I was trying to reflect on the past few months. Trying to think what it will be like in 6 months time. I have a 5 year plan and maybe a 10 year one. Then my life and my brain kept thinking about the news and the appalling dreadful toss pot Donald Trump. I know that we have a few in our political sphere in the UK. I have been blocked by a certain George Galloway on Twitter. I cannot remember trolling him or telling him directly how much I hated him and his politics but he must have got wind of it and decided that he was going to blot out the comments.

That brings me quite horribly back to Trump. His very name is a euphemism for a fart. I hate the idea that he like others is pandering to the lower common denominator and leeching off the fears of Americans who are concerned about their country. Using the old chestnut of saying that foreigners and migrants are to blame for the country’s ills rather than looking to prominent features of economic downturns that have happened globally.

Various far right groups in this country use their racist and misguided beliefs to blame generations of people who have established themselves in this country for the economic disasters of the banking industry which allowed greed and corporate finances to spiral out of control. It’s easier to pick on the weaker people in society and blame them where the actual blame is centred on those who have allowed greed to flourish for years.

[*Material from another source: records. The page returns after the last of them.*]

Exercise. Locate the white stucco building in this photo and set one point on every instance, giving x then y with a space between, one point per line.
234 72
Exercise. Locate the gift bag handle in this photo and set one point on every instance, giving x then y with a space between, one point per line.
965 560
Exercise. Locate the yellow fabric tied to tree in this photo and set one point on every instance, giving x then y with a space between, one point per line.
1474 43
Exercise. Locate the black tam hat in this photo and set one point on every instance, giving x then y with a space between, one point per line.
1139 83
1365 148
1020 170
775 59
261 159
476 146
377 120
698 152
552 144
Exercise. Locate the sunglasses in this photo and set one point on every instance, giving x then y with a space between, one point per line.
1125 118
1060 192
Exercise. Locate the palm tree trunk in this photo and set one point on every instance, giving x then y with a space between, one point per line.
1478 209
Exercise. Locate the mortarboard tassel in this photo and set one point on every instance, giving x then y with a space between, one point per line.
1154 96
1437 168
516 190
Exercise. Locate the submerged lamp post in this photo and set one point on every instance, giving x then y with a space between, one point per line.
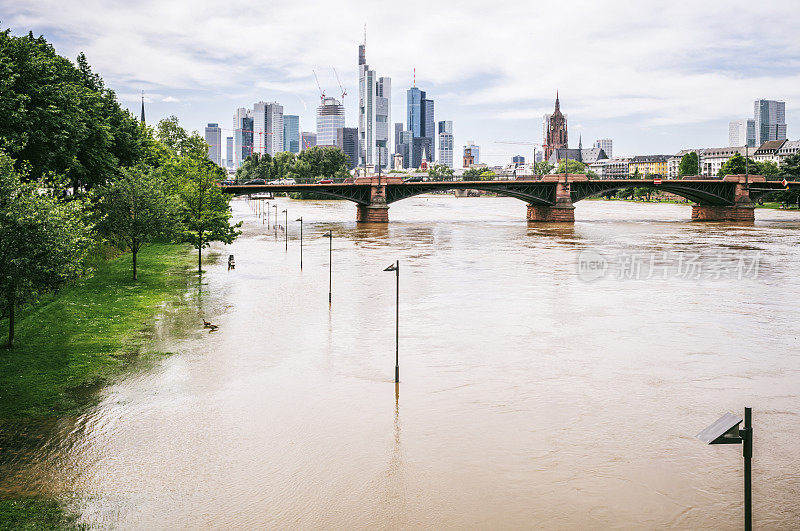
726 431
329 234
396 268
286 228
300 219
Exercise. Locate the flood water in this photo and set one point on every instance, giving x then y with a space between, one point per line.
531 395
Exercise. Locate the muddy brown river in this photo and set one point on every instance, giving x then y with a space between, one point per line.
551 377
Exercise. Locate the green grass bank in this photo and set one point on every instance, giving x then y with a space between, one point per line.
77 338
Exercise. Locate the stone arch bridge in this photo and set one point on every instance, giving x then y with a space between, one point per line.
550 199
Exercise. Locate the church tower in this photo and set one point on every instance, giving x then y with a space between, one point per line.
555 131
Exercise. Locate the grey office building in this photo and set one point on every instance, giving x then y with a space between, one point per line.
242 135
347 141
291 133
214 140
770 120
309 139
420 119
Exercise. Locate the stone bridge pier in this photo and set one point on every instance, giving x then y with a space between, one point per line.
377 211
742 209
563 211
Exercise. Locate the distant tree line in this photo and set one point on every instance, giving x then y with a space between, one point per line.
79 174
318 162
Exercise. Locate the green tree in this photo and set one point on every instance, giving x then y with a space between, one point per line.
282 164
43 241
472 174
542 168
59 121
688 164
440 172
136 210
767 168
204 209
791 165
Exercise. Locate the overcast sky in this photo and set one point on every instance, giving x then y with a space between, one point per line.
655 77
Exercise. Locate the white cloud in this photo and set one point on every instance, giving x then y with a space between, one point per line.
492 68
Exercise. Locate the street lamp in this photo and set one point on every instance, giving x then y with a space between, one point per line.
396 268
300 219
285 228
329 234
726 431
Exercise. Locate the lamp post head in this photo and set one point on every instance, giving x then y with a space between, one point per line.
725 430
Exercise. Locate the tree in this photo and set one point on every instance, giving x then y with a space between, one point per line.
282 164
136 210
59 121
204 209
791 165
688 165
472 174
440 172
43 241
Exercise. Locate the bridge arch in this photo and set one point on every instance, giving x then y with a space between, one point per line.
709 194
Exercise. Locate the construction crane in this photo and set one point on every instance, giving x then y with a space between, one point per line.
321 92
344 90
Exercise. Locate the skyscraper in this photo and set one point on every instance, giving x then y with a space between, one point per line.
374 113
268 127
430 127
555 131
330 118
242 135
291 133
420 119
474 152
446 143
404 146
742 133
213 135
347 140
606 144
307 140
770 120
398 131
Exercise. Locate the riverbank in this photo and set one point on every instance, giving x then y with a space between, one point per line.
771 205
74 341
77 338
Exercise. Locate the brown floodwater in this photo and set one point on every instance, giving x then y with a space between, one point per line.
533 394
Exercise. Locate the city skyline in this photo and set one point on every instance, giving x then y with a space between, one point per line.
648 100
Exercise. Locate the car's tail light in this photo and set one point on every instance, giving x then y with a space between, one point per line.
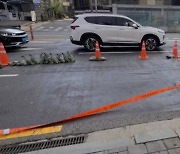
74 27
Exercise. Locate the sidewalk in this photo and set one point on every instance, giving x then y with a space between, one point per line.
24 24
160 137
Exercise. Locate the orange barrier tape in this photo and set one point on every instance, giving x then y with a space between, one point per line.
96 110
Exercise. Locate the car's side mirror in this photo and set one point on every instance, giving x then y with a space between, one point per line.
135 26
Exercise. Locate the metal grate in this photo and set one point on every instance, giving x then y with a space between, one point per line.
20 148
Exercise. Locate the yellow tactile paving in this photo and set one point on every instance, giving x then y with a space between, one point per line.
33 132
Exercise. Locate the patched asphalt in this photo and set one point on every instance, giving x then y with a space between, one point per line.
47 93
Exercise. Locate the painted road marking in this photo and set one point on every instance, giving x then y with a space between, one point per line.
175 38
39 28
57 29
27 49
66 30
33 132
89 53
39 42
9 75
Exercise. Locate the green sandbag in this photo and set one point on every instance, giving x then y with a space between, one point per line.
71 57
33 59
14 63
60 58
54 59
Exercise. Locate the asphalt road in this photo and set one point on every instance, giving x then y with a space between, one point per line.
47 93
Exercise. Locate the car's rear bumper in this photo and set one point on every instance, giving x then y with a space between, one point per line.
75 42
16 44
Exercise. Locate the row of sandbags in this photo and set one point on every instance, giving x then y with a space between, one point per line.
45 59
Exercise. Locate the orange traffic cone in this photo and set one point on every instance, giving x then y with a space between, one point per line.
4 60
143 54
97 55
175 50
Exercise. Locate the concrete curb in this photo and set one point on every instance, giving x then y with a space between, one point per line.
122 137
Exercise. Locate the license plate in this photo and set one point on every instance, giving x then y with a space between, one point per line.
24 39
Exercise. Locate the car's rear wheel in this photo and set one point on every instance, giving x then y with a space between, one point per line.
151 43
90 42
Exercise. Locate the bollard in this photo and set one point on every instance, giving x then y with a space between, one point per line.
31 31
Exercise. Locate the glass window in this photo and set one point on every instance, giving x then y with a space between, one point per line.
102 20
107 21
92 20
2 6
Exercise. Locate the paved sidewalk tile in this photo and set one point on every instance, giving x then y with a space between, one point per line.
174 151
121 149
155 146
154 135
172 143
124 152
137 149
162 152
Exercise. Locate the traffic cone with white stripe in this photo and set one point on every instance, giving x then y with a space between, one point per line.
97 55
143 54
4 60
175 50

I am certainly not a person who advocates that we march against capitalist agenda. Communism and getting rid of the free market does not work. We have seen regimes time and time again turn into dictatorial disasters. The rule of one man over one country might seem in itself to others to provide stability and moral cohesion but they always come undone by corruption and self-preservation.

My thoughts are with those who are the outcasts in society. The ones that are living on the edge where they don’t know if they are able to feed their children let alone themselves. The poor, the homeless and those who have been marginalised and used as a scape goat by the greed of politicians. A government should be allowed to rule as we voted for those in power in a democracy; we voted for those people to take control of the nation’s finances. Individually they like us should be made accountable to those who are less fortunate than ourselves.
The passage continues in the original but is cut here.